If email is a no-go, I was also thinking about just generating a local HTML file with the relevent information, and then having a notification popup from the program once a week to inform the user that a new update report is ready. I think this is totally doable, it's just overly instrusive and not my first choice. I want to piggyback on a system that the user is already using.
Thanks!
-greg
An alternative is to have the program generate an RSS feed and direct the user how to subscribe to it. Also, once a new update is generated, show the update toast for about a minute, then hide it automatically and change your systray icon to something different. In about a day change it back to the original icon. Also, give the user a setting to turn the toast off permanently.
Relying on email is not a good idea, as you would have to collect the user emails and deal with the privacy issues for that, you would be effectively DOSing any third party SMTP server or would have to invest in the infrastructure for your own.
If I've understood it correctly, the user is running this program on his pc, in the background.
The perfect way to notify something would be, IMHO, giving the program is minimized to the traybar, a small popup that clicked, would open a window with a weekly report.
Hope this helps.
If you do get them to specify their own smtp server, make sure you put a "Send Test Email" button on there so they can test it. I know from experience that users always enter the wrong details when specifying a smtp server, user name, password, which is made worse since some smtp servers require a user name/password and others don't.
If they do enter the wrong details (or they change) then you might need to have some way to send them older reports, or to have some other way of notifying them that you can't send email.
Email's great, but you might need an alternative method also.
Google for simple smtp server windows gives you this
To be honest if you are just sending things once a week email is your best bet, as it's not frequent enough to garantee that the user will be at his machine to accept some other sort of request, which would require you to write proprietory software.
You could alternatively post it to an irc channel, or write an MSN bot to message the user, the message would be sent as an offline message if the user was offline.

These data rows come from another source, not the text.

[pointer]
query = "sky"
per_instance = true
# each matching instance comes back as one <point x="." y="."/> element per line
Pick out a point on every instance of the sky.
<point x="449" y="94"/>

I'd still go for email, it's tried and tested.
For a simple SMTP server I use hmail. I configure it to accept all SMTP requests from the local machine, regardless of source and destination, and to deny any SMTP requests not coming from teh localhost. This will be fine if you have a centrally located application.
If you want to distribute the app you have a whole different situation; with a lot of ISPs putting restrictions on SMTP traffic your best option would be to allow users to put in their mail account details and then use that to send mail. This will ensure everyone can put in working settings. Then use whatever library or pre-made code exists for yoru language of choice to send an email using those settings.
Does it need to be a weekly digest? Instead, how about using Growl (or equivalent) to notify the user of the tasks being completed in real-time, in the background?